The statewide partnership, underpinned by a memorandum of understanding, aims to build out the necessary infrastructure to support EV ownership as a means to improving air quality and reducing greenhouse gas emissions, according to the statement. The partnership will be led by the New Jersey Board of Public Utilities, New Jersey Department of Environmental Protection and the New Jersey Economic Development Authority.

Critical aspects of electrification that each agency will focus on include:

  • Mapping existing and planned charging infrastructure assets
  • Installing EV charging infrastructure throughout the state
  • Working with lawmakers to establish an electric vehicle rebate program to incentivize EV adoption
  • Creating an attractive corporate environment for ZEV-related primary and secondary companies

The NJBPU is scheduled to release a draft Energy Master Plan in June that will outline ongoing and potential new initiatives to achieve 100% clean energy by 2050, the agencies said in the statement.

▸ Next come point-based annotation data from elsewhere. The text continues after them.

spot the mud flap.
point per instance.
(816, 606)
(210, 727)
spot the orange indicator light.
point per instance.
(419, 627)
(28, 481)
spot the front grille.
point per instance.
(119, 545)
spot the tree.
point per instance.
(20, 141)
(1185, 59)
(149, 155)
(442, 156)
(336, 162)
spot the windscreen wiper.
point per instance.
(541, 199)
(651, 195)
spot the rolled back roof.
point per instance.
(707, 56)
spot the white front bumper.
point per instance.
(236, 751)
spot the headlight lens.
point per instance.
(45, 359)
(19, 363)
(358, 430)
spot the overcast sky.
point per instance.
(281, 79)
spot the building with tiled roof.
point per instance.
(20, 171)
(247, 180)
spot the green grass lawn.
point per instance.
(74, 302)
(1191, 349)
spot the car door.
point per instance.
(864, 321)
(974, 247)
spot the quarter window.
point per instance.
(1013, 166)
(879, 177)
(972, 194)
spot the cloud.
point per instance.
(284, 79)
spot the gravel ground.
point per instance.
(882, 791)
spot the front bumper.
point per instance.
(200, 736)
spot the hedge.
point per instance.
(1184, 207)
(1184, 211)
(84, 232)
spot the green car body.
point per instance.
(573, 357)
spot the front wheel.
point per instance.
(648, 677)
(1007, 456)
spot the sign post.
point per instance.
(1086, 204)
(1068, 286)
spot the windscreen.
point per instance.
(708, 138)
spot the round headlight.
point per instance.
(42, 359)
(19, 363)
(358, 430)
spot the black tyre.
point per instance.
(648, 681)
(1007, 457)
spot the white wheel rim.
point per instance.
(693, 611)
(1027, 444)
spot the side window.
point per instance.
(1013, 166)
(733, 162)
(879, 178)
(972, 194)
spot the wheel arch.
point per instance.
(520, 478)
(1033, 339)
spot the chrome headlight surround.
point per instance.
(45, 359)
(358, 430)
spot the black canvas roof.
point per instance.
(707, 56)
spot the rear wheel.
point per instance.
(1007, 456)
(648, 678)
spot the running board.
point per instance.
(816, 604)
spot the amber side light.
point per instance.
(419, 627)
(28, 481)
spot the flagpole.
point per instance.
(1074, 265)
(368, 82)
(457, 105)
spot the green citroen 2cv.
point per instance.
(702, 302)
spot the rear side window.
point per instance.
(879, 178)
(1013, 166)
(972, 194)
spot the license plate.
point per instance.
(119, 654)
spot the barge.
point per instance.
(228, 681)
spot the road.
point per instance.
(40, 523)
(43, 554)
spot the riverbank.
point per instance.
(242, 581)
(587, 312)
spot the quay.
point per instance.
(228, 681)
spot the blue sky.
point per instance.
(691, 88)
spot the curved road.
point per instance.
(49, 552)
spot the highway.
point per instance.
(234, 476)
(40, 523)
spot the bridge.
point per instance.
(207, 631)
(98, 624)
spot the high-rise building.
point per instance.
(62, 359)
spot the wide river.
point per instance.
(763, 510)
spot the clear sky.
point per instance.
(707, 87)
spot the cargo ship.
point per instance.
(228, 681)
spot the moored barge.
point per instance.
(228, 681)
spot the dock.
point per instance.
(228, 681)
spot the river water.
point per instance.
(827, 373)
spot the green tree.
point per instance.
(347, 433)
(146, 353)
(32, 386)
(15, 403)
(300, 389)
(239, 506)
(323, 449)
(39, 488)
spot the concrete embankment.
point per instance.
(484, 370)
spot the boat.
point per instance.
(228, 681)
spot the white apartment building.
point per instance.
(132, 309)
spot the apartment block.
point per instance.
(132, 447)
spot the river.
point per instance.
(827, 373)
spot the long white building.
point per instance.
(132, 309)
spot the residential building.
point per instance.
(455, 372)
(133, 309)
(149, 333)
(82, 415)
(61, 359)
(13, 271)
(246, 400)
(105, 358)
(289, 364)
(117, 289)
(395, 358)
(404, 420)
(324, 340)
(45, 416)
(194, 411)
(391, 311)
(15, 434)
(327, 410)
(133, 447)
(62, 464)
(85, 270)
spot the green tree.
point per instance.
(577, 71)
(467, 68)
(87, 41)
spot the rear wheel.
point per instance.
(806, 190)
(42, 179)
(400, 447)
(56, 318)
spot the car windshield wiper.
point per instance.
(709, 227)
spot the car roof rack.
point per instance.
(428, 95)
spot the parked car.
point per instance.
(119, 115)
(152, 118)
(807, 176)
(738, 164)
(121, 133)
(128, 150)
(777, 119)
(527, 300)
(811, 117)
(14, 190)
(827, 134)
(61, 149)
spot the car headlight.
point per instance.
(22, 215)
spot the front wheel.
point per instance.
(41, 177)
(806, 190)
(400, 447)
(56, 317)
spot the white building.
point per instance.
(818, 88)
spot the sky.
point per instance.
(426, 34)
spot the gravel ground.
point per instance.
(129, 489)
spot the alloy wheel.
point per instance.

New Jersey is the most traveled and densely populated state, and as a result transportation is the top source of greenhouse gas emissions, according to the MOU.

The transportation sector in New Jersey accounts for 71% of nitrogen oxide emissions as well as 42% of greenhouse gas emissions, according to a separate statement from the NJDEP.


The transport sector accounted for 52% of New Jersey's 2016 carbon dioxide emissions, while power generation made up about 18%, according to the most recent US Energy Information Administration data available.

The DEP said Monday it is requesting approval from the Volkswagen Environmental Mitigation Trustee to disburse $16 million for the deployment of electric heavy-duty garbage trucks, school buses, and port-related vehicles.

The funding would be the DEP's second round of requests to access the state's $72.2 million share of federal settlements distributed to resolve claims that Volkswagen installed emissions defeat devices in vehicles it manufactures to emit air pollutants without being detected by emissions-testing programs across the nation, DEP said.

"These projects also will demonstrate the viability of using electric heavy-duty vehicles to improve air quality in urban areas and throughout the state," DEP Commissioner Catherine McCabe said.

As part of its first round of funding from the Volkswagen trust, the DEP earlier this year requested $11.2 million for charging stations and electric transit buses for NJ TRANSIT's use in Camden, the DEP said.

The New Jersey Partnership to Plug-In will also dedicate $7 million of Volkswagen settlement funds for EV fast-charging infrastructure. The state currently has 68 public direct current fast charging stations, according to an online map created by NJDEP Bureau of Energy & Sustainability.

Having 330,000 plug-in EVs on the road in New Jersey by 2025 would imply an 875 GWh annual load from EVs in the Garden State, up over 130% from the S&P Global Platts Analytics 2025 reference case for the state.